Colin has charted some of these in his article, ''Citizens of nowhere: longing, belonging and exile among Irish Protestant writers in Britain, c.1830-1970', Irish Studies Review, vol. 24, no, 3 (2016), pp. 255-74.

Martial has developed an interest in migration from two perspectives: his work on medieval communities and their relationship, on the one hand, and his focus on the role of exiled scholars in the invention of modern scholarship on the Middle Ages, the Renaissance and, more generally, in the Humanities and Social Sciences.
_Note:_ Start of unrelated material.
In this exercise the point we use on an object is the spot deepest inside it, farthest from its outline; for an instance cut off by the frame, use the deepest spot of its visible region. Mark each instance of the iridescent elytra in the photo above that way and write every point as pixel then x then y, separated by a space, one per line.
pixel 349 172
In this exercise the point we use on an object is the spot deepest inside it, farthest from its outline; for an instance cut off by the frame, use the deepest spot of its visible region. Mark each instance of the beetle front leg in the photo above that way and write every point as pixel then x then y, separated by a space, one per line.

His publications on migration touch on migration and exile in the Middle Ages, Early Modernity and among twentieth-century scholars as well as on the imagination of migration and exile its role in the divide between the medieval and the modern period, the constitution of modern historiography, archaeology and anthropology and the invention of comparative religious history.

Martial aims to investigate the relationship between migration, both real and imagined, and the making of medieval Europe.

Casey’s research focuses on how the experience of involuntary migration influences the development of ethnic, national, and religious identity in the ancient Near East. To understand the impact of involuntary migration it is necessary to give involuntary migrants themselves a voice.

The Hebrew Bible offers a unique opportunity to do so since it is an exceptional archive of testimony from involuntary migrants in the ancient Near East about their experience and its impact upon them. Therefore, Casey’s current research explores such texts as the book of Genesis through themes suggested by the study of forced migration.

Foregrounding involuntary migration will yield new exegetical insights on them, offer new evidence for reconstructing Israelite history, and support a fresh perspective on how to study migration across the ancient world.